The Bible is absolutely clear regarding its authority and sufficiency for every believer. “All scripture is given by inspiration of God, and is profitable for doctrine, for reproof, for correction, for instruction in righteousness: That the man of God may be perfect, throughly furnished unto all good works” (2 Timothy:3:16-17). “Grace and peace be multiplied unto you through the knowledge of God, and of Jesus our Lord, According as his divine power hath given unto us all things that pertain unto life and godliness, through the knowledge of him that hath called us to glory and virtue: Whereby are given unto us exceeding great and precious promises: that by these ye might be partakers of the divine nature, having escaped the corruption that is in the world through lust” ( 2 Peter:1:2-4).
In addition to the instructions the Scriptures supply for every believer, God’s Word also supplies power for every believer who obeys its instructions: “That ye might walk worthy of the Lord unto all pleasing, being fruitful in every good work, and increasing in the knowledge of God; Strengthened with all might, according to his glorious power, unto all patience and longsuffering with joyfulness” (Colossians:1:10-11). “For the word of God is quick, and powerful, and sharper than any two-edged sword, piercing even to the dividing asunder of soul and spirit, and of the joints and marrow, and is a discerner of the thoughts and intents of the heart” (Hebrews:4:12).
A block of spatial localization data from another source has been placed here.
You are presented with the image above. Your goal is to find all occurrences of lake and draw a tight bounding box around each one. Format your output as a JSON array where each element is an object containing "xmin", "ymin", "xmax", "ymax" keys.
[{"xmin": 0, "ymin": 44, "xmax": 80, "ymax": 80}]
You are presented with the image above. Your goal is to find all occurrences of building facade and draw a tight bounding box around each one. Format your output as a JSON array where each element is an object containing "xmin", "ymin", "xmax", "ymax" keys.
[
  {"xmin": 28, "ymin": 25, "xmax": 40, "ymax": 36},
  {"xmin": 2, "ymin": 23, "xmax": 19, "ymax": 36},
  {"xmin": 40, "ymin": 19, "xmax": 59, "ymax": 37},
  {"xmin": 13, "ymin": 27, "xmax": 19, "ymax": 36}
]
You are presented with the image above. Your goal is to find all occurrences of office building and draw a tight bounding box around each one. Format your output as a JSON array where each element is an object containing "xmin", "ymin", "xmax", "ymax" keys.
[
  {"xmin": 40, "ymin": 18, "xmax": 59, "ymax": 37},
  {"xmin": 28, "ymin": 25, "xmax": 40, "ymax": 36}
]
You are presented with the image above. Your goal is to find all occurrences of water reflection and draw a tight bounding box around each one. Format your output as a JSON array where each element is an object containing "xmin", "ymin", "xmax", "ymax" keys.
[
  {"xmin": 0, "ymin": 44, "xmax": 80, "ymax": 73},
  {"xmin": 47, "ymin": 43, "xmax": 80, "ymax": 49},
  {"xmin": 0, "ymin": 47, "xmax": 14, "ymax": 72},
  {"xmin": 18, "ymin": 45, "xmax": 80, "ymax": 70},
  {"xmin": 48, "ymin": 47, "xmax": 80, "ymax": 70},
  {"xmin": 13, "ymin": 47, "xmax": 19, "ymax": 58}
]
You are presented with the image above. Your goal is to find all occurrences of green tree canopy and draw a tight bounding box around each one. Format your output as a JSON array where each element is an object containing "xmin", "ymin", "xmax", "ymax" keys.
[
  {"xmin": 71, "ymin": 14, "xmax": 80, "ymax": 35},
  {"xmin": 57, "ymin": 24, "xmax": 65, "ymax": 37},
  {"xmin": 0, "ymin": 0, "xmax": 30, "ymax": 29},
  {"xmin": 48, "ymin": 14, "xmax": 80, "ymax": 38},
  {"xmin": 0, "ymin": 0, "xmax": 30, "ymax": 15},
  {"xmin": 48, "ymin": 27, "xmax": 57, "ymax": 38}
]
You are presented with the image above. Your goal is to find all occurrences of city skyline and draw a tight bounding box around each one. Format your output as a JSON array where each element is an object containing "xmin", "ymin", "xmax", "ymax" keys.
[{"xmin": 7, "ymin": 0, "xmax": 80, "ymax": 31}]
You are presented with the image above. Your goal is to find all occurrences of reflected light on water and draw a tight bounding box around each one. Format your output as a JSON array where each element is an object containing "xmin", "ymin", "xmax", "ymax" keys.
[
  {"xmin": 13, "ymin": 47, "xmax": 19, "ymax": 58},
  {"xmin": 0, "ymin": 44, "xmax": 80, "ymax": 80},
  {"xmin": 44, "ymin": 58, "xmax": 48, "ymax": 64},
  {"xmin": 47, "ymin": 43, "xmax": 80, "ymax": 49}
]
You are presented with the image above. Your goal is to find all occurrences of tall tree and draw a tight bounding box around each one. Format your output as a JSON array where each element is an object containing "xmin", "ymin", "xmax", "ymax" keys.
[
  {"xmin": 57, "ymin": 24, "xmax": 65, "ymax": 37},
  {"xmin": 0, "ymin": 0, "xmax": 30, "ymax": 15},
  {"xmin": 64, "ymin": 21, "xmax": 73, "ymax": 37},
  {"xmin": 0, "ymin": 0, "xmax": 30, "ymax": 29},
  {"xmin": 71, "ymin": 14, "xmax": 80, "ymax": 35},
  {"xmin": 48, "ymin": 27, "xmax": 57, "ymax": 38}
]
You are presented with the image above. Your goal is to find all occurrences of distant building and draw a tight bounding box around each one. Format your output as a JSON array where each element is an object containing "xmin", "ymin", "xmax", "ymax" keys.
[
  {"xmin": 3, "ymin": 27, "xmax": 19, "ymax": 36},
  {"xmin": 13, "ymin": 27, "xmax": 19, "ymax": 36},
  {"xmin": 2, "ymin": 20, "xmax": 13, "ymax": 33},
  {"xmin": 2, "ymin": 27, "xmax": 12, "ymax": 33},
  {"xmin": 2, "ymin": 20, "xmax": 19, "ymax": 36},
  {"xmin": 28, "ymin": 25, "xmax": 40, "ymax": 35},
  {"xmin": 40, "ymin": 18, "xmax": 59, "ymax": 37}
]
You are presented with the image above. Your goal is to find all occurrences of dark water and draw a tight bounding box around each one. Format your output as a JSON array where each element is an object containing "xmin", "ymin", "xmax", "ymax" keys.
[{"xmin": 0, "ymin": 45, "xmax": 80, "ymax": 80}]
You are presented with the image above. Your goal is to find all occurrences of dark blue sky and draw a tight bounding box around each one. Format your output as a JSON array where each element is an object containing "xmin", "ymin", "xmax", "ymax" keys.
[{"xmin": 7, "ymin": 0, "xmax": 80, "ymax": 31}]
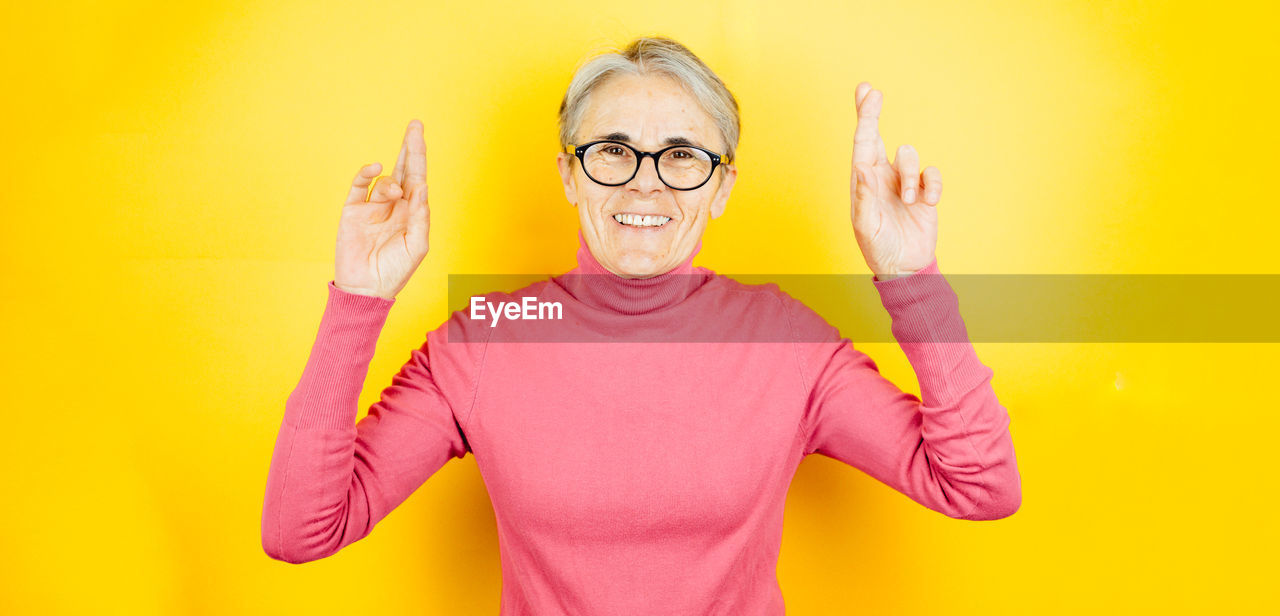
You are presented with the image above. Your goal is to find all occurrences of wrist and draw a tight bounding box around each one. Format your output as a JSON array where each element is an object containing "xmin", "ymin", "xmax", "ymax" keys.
[
  {"xmin": 872, "ymin": 257, "xmax": 937, "ymax": 282},
  {"xmin": 873, "ymin": 269, "xmax": 917, "ymax": 281},
  {"xmin": 333, "ymin": 281, "xmax": 395, "ymax": 300}
]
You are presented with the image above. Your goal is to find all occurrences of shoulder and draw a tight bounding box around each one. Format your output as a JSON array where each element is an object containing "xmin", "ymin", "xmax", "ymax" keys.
[
  {"xmin": 701, "ymin": 272, "xmax": 788, "ymax": 309},
  {"xmin": 701, "ymin": 272, "xmax": 841, "ymax": 343}
]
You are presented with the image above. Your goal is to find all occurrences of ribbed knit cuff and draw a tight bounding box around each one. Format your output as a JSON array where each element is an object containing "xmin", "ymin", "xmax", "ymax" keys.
[
  {"xmin": 871, "ymin": 258, "xmax": 992, "ymax": 404},
  {"xmin": 283, "ymin": 281, "xmax": 396, "ymax": 430},
  {"xmin": 871, "ymin": 258, "xmax": 944, "ymax": 309}
]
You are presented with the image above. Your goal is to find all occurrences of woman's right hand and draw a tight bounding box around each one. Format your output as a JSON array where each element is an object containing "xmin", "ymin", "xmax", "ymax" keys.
[{"xmin": 334, "ymin": 119, "xmax": 431, "ymax": 300}]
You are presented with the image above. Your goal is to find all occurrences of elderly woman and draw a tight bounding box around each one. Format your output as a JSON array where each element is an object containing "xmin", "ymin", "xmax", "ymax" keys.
[{"xmin": 262, "ymin": 36, "xmax": 1021, "ymax": 614}]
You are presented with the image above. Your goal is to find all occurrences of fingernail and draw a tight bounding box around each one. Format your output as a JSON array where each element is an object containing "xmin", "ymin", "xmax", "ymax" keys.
[{"xmin": 904, "ymin": 188, "xmax": 915, "ymax": 202}]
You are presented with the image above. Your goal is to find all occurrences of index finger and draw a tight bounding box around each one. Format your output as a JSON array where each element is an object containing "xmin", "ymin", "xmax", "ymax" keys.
[
  {"xmin": 345, "ymin": 162, "xmax": 382, "ymax": 205},
  {"xmin": 853, "ymin": 83, "xmax": 883, "ymax": 166},
  {"xmin": 405, "ymin": 119, "xmax": 426, "ymax": 188}
]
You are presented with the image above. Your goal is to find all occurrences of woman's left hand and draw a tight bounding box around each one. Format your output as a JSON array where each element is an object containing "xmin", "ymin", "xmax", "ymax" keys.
[{"xmin": 849, "ymin": 82, "xmax": 940, "ymax": 279}]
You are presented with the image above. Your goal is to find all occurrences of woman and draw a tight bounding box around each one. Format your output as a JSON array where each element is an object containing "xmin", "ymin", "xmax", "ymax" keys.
[{"xmin": 261, "ymin": 36, "xmax": 1021, "ymax": 614}]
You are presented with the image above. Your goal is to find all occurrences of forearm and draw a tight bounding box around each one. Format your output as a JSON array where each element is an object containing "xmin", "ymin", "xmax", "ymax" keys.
[
  {"xmin": 874, "ymin": 260, "xmax": 1021, "ymax": 519},
  {"xmin": 261, "ymin": 281, "xmax": 395, "ymax": 563}
]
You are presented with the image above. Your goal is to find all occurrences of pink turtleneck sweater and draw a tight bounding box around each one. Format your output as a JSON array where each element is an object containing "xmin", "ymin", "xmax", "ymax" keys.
[{"xmin": 261, "ymin": 231, "xmax": 1021, "ymax": 614}]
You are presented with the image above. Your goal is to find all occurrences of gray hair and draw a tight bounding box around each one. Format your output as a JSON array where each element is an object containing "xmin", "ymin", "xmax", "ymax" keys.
[{"xmin": 558, "ymin": 36, "xmax": 741, "ymax": 165}]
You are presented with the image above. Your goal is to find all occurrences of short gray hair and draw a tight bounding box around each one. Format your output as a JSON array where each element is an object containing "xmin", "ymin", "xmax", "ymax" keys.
[{"xmin": 558, "ymin": 36, "xmax": 741, "ymax": 164}]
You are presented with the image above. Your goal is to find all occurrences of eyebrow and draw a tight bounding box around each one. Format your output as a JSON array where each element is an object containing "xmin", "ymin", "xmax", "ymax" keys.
[{"xmin": 591, "ymin": 132, "xmax": 701, "ymax": 148}]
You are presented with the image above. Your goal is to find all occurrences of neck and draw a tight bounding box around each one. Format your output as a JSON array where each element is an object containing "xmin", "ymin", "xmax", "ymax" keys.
[{"xmin": 554, "ymin": 229, "xmax": 711, "ymax": 315}]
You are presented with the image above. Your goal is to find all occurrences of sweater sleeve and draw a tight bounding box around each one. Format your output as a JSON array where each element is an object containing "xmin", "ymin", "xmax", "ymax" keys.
[
  {"xmin": 792, "ymin": 259, "xmax": 1022, "ymax": 520},
  {"xmin": 261, "ymin": 281, "xmax": 481, "ymax": 564}
]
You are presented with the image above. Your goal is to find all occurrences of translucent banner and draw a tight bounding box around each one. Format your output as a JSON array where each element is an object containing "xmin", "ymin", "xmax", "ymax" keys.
[{"xmin": 445, "ymin": 273, "xmax": 1280, "ymax": 343}]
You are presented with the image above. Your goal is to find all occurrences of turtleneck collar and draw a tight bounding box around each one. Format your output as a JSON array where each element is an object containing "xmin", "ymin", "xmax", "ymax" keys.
[{"xmin": 553, "ymin": 229, "xmax": 713, "ymax": 315}]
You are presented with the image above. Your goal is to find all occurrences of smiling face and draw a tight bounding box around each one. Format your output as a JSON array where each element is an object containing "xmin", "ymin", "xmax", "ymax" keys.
[{"xmin": 557, "ymin": 73, "xmax": 737, "ymax": 278}]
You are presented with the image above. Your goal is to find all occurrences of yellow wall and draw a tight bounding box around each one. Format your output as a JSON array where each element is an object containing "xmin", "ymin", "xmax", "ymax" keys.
[{"xmin": 3, "ymin": 0, "xmax": 1276, "ymax": 613}]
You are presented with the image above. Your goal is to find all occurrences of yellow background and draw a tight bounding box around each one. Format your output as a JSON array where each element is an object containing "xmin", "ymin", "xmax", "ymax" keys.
[{"xmin": 3, "ymin": 0, "xmax": 1277, "ymax": 613}]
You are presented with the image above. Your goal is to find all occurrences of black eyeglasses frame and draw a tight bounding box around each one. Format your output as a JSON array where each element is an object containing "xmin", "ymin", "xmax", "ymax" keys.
[{"xmin": 569, "ymin": 140, "xmax": 730, "ymax": 191}]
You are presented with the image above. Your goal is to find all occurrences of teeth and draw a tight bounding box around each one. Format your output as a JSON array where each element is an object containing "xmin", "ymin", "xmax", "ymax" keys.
[{"xmin": 613, "ymin": 214, "xmax": 671, "ymax": 227}]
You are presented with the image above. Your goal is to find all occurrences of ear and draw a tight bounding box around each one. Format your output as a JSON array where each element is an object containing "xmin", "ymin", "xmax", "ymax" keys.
[
  {"xmin": 556, "ymin": 152, "xmax": 578, "ymax": 207},
  {"xmin": 709, "ymin": 163, "xmax": 737, "ymax": 219}
]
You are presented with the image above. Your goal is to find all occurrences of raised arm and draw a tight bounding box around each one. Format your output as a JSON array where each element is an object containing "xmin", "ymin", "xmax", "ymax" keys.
[
  {"xmin": 260, "ymin": 284, "xmax": 480, "ymax": 563},
  {"xmin": 261, "ymin": 119, "xmax": 479, "ymax": 563},
  {"xmin": 797, "ymin": 80, "xmax": 1021, "ymax": 519},
  {"xmin": 791, "ymin": 262, "xmax": 1022, "ymax": 520}
]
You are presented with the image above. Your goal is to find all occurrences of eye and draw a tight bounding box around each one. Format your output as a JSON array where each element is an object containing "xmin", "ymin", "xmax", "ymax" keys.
[{"xmin": 605, "ymin": 146, "xmax": 625, "ymax": 155}]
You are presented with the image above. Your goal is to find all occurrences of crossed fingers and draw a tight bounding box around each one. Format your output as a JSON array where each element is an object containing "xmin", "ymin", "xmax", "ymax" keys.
[
  {"xmin": 344, "ymin": 120, "xmax": 426, "ymax": 206},
  {"xmin": 854, "ymin": 82, "xmax": 942, "ymax": 205}
]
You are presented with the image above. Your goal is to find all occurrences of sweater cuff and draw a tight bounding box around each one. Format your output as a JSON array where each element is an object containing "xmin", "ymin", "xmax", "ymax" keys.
[
  {"xmin": 870, "ymin": 258, "xmax": 991, "ymax": 402},
  {"xmin": 327, "ymin": 280, "xmax": 397, "ymax": 312},
  {"xmin": 871, "ymin": 257, "xmax": 944, "ymax": 311},
  {"xmin": 871, "ymin": 257, "xmax": 964, "ymax": 341},
  {"xmin": 282, "ymin": 281, "xmax": 396, "ymax": 430},
  {"xmin": 316, "ymin": 280, "xmax": 395, "ymax": 350}
]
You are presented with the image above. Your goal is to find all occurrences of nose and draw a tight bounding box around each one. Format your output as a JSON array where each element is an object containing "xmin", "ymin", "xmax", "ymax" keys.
[{"xmin": 626, "ymin": 153, "xmax": 665, "ymax": 193}]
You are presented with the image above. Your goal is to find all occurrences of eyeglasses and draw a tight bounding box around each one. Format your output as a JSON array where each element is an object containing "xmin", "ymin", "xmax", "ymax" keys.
[{"xmin": 568, "ymin": 140, "xmax": 729, "ymax": 191}]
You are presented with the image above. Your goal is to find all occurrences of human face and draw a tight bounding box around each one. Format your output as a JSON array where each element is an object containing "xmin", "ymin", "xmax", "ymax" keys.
[{"xmin": 557, "ymin": 73, "xmax": 737, "ymax": 279}]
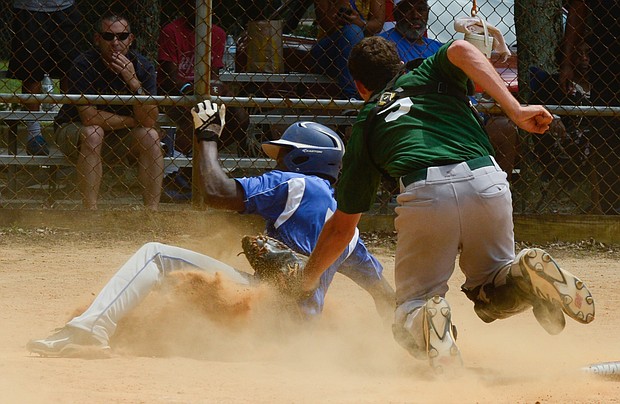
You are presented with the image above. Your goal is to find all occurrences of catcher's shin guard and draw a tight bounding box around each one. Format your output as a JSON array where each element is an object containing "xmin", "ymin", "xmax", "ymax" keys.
[
  {"xmin": 464, "ymin": 248, "xmax": 594, "ymax": 335},
  {"xmin": 462, "ymin": 278, "xmax": 532, "ymax": 324},
  {"xmin": 393, "ymin": 296, "xmax": 462, "ymax": 373},
  {"xmin": 511, "ymin": 248, "xmax": 595, "ymax": 326},
  {"xmin": 392, "ymin": 303, "xmax": 429, "ymax": 361},
  {"xmin": 423, "ymin": 296, "xmax": 462, "ymax": 374},
  {"xmin": 463, "ymin": 274, "xmax": 566, "ymax": 335}
]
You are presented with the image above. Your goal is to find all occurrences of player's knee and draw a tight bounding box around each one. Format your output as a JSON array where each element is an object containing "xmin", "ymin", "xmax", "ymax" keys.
[{"xmin": 140, "ymin": 241, "xmax": 164, "ymax": 254}]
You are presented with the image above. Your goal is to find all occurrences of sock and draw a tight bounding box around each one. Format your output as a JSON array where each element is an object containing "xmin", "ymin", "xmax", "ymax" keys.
[{"xmin": 26, "ymin": 121, "xmax": 43, "ymax": 141}]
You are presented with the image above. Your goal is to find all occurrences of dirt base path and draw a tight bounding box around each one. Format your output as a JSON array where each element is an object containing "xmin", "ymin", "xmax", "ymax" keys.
[{"xmin": 1, "ymin": 214, "xmax": 619, "ymax": 403}]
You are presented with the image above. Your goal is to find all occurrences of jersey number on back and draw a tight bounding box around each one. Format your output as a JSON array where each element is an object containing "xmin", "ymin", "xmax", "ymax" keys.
[{"xmin": 377, "ymin": 98, "xmax": 414, "ymax": 123}]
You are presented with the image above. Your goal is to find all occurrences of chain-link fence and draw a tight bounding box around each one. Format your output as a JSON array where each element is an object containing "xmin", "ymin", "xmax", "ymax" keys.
[{"xmin": 0, "ymin": 0, "xmax": 618, "ymax": 214}]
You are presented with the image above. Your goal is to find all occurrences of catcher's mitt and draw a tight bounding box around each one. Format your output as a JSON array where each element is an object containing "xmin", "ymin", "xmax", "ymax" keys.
[{"xmin": 241, "ymin": 234, "xmax": 308, "ymax": 297}]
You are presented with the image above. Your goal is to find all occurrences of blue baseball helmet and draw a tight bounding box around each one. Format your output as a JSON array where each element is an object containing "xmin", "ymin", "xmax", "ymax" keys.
[{"xmin": 262, "ymin": 122, "xmax": 345, "ymax": 184}]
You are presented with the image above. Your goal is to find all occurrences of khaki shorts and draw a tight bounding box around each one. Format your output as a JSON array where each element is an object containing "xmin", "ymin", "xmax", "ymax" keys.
[{"xmin": 55, "ymin": 122, "xmax": 143, "ymax": 164}]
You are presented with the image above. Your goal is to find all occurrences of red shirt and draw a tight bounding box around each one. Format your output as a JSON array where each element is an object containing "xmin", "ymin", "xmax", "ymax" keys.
[{"xmin": 157, "ymin": 17, "xmax": 225, "ymax": 84}]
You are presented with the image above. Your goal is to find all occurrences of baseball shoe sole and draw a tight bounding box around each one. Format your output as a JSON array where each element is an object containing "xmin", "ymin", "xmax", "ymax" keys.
[
  {"xmin": 517, "ymin": 248, "xmax": 595, "ymax": 324},
  {"xmin": 424, "ymin": 296, "xmax": 463, "ymax": 374}
]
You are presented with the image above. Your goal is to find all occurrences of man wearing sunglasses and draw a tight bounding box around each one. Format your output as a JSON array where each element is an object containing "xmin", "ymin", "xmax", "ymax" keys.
[{"xmin": 54, "ymin": 14, "xmax": 163, "ymax": 210}]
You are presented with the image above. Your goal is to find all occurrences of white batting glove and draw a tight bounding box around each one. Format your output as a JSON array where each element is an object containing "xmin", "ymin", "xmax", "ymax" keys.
[{"xmin": 191, "ymin": 100, "xmax": 226, "ymax": 139}]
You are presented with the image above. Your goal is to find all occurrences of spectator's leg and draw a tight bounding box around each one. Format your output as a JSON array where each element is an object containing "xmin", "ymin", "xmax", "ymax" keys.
[
  {"xmin": 77, "ymin": 126, "xmax": 105, "ymax": 210},
  {"xmin": 132, "ymin": 127, "xmax": 164, "ymax": 211},
  {"xmin": 22, "ymin": 80, "xmax": 50, "ymax": 156},
  {"xmin": 8, "ymin": 8, "xmax": 49, "ymax": 155}
]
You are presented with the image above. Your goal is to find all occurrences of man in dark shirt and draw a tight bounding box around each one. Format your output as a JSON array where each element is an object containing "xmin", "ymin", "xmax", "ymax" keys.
[{"xmin": 55, "ymin": 14, "xmax": 163, "ymax": 210}]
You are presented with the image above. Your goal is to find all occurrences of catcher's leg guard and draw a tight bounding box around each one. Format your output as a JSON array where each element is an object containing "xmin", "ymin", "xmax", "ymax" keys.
[
  {"xmin": 464, "ymin": 269, "xmax": 566, "ymax": 335},
  {"xmin": 511, "ymin": 248, "xmax": 595, "ymax": 326},
  {"xmin": 464, "ymin": 248, "xmax": 595, "ymax": 335},
  {"xmin": 424, "ymin": 296, "xmax": 462, "ymax": 373},
  {"xmin": 393, "ymin": 296, "xmax": 462, "ymax": 373},
  {"xmin": 392, "ymin": 302, "xmax": 427, "ymax": 361},
  {"xmin": 462, "ymin": 272, "xmax": 532, "ymax": 324}
]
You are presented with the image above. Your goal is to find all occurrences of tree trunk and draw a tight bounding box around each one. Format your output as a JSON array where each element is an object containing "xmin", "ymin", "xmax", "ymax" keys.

So, the body of Christ has at its disposal the teachings of God’s Word, the empowerment of the Word itself, and the enablement of the Holy Spirit to carry out its instructions. Why then would believers turn elsewhere? That’s what every Christian, especially every church leader, those who shepherd the sheep, must consider. More often than not, even among fellowships that consider themselves to be biblical, the counseling techniques they use have little to do with scriptural teachings; instead they favor the methods with which the psychologized world has been mesmerized.
My hope in this article is that believers in Christ, especially those in leadership, will evaluate biblically how they and their fellowship are fulfilling the scriptural mandate to “Bear ye one another’s burdens, and so fulfil the law of Christ” (Galatians:6:2). I want to present a list of practices that deviate from the biblical way and have been implemented as an aid to facilitate in counseling. Some miss the mark by miles, while others introduce subtle errors that nevertheless can contribute to serious problems. My list is hardly exhaustive and simply represents what I have observed personally, what I know biblically, as well as the extensive studies from psychological researchers supplied by Dr. Martin and Deidre Bobgan in their many volumes addressing the biblical way versus psychotherapeutic concepts and methods.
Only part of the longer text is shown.